Il futuro del paese secondo i piani delle potenze alleate
La missione della Nato è «ancora necessaria», ha dichiarato la portavoce Oana Lungescu. Nessuno ne dubita: in cinque mesi di «Protezione unificata» sono state effettuati 21mila raid aerei, di cui oltre 8mila di attacco con bombe e missili, mentre decine di navi da guerra hanno attaccato con missili ed elicotteri e controllato le acque territoriali libiche per assicurare l’embargo alle forze governative e le forniture a quelle del Cnt di Bengasi. Allo stesso tempo agenti e forze speciali di Stati uniti, Gran Bretagna, Francia e altri paesi hanno svolto un ruolo chiave sul terreno, segnalando agli aerei gli obiettivi da colpire oltre a preparare e guidare l’attacco a Tripoli. La Nato ha svolto un ruolo decisivo senza il quale i ribelli non avrebbero mai potuto entrare a Tripoli, come conferma il generale tedesco Egon Ramms.
La nostra missione, ha dichiarato il segretario generale dell’Alleanza Anders Fogh Rasmussen, continuerà fino a che continueranno gli attacchi e le minacce (sic). Significa che, compiuta la «missione», la Nato lascerà ai libici la possibilità di decidere il futuro del paese? Per niente. Passerà alla fase 2 della «missione». Non esiste semplicemente una soluzione militare a questa crisi, sottolinea un comunicato dell’Alleanza, ma abbiamo bisogno di un processo politico per una pacifica transizione alla democrazia in Libia. E la Nato, assicura Rasmussen, è pronta a svolgere un ruolo di sostegno.

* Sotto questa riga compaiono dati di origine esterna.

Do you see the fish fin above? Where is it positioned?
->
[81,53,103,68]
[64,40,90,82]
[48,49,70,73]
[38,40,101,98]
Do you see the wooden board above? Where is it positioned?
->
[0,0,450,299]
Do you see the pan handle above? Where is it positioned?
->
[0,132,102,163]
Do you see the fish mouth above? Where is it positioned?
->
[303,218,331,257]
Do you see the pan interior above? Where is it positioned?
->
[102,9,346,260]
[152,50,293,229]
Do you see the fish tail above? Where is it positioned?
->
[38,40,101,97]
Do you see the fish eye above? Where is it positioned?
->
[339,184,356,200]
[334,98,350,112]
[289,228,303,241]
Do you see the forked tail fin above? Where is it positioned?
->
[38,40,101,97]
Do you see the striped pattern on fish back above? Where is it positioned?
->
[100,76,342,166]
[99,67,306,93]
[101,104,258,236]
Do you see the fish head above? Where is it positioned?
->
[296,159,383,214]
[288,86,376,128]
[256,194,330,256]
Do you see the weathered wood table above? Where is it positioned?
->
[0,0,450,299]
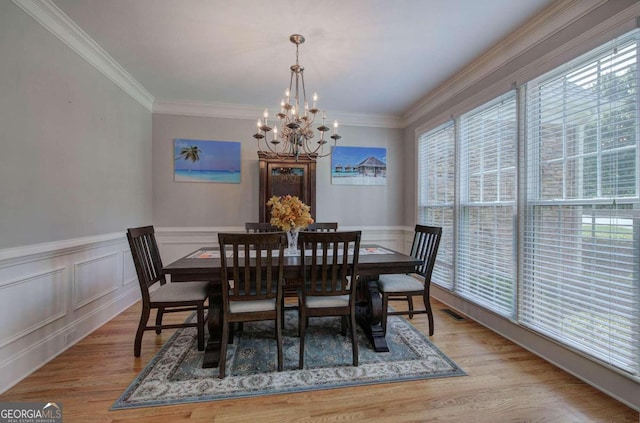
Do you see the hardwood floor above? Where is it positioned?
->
[0,301,640,423]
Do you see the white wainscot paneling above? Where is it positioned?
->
[73,253,120,310]
[0,233,140,393]
[0,268,67,348]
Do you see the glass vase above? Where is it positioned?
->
[286,228,300,255]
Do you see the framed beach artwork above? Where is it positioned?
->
[173,138,240,184]
[331,147,387,185]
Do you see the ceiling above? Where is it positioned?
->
[52,0,553,122]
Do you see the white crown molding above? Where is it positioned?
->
[402,0,607,127]
[13,0,154,111]
[153,98,402,128]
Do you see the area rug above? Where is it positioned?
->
[111,310,465,410]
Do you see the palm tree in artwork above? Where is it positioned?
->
[176,145,202,163]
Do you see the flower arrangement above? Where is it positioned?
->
[267,195,313,232]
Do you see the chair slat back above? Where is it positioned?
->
[305,222,338,232]
[411,225,442,281]
[127,226,166,300]
[300,231,361,296]
[244,222,282,233]
[218,232,287,303]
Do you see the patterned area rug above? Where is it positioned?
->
[111,311,465,410]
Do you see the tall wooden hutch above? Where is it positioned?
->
[258,151,317,222]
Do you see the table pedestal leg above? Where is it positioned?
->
[356,275,389,352]
[202,283,222,369]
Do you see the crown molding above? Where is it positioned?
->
[13,0,154,111]
[402,0,607,127]
[153,99,402,128]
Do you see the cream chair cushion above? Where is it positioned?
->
[378,275,424,293]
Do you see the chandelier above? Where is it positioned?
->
[253,34,342,159]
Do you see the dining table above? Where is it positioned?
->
[163,244,421,368]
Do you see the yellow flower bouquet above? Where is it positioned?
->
[267,195,313,232]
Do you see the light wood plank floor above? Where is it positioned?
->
[0,301,640,423]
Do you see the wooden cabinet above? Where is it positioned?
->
[258,152,316,222]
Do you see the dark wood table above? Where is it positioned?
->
[163,245,420,367]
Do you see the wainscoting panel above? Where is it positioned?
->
[0,267,67,348]
[0,232,140,393]
[72,252,122,310]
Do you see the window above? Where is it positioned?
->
[457,91,518,317]
[418,30,640,377]
[418,122,455,289]
[520,32,640,374]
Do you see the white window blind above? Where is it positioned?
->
[519,31,640,375]
[456,91,518,317]
[418,122,455,289]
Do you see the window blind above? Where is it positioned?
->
[519,31,640,375]
[418,122,455,289]
[456,91,518,317]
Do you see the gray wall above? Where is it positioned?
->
[153,114,405,227]
[0,1,152,249]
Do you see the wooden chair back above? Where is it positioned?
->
[411,225,442,283]
[305,222,338,232]
[300,231,361,296]
[127,226,167,303]
[218,232,287,304]
[244,222,282,233]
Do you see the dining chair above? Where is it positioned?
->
[127,226,209,357]
[218,232,287,379]
[298,231,361,369]
[244,222,282,233]
[378,225,442,336]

Non si specifica in qual modo, ma un piano generale – deciso fondamentalmente a Washington, Londra e Parigi – è già pronto. Ne sono filtrati alcuni particolari attraverso dichiarazioni di singoli funzionari. Formalmente su richiesta del futuro governo, la Nato continuerà a controllare lo spazio aereo e le acque territoriali della Libia. Ufficialmente per assicurare gli aiuti umanitari e proteggere il personale civile sotto bandiera Onu. Ciò richiederà il libero accesso ai porti e agli aeroporti libici, che saranno di fatto trasformati in basi militari Nato anche se vi sventolerà la bandiera rosso, nero e verde – la stessa del regime di re Idris, che negli anni ’50 concesse a Gran Bretagna e Stati uniti l’uso del territorio per impiantarvi basi militari, come quella aerea statunitense di Wheelus Field alle porte di Tripoli. Una collocazione ideale, oggi, per il quartier generale del Comando Africa degli Stati uniti.
La Nato continua a ripetere che non intende inviare truppe in Libia, non esclude però che lo facciano singoli alleati o la Ue, che ha già pronti gruppi di battaglia a dispiegamento rapido.
Allo stesso tempo, la Nato addestrerà e armerà le «forze di sicurezza» libiche. Concetto relativo. Responsabile della sicurezza di Tripoli è stato nominato (con il placet Nato) Abdel Hakim Belhaj che, ritornato dalla jihad anti-sovietica in Afghanistan, formò in Libia il Gruppo combattente islamico. Fu catturato come terrorista dalla Cia in Malaysia nel 2004 ma, dopo la normalizzazione con Tripoli, rinviato in Libia, dove (in base a un accordo tra i due servizi segreti) fu rimesso in libertà nel 2010. Sarà lui a garantire, in veste di presidente del consiglio militare di Tripoli, la pacifica transizione alla democrazia in Libia.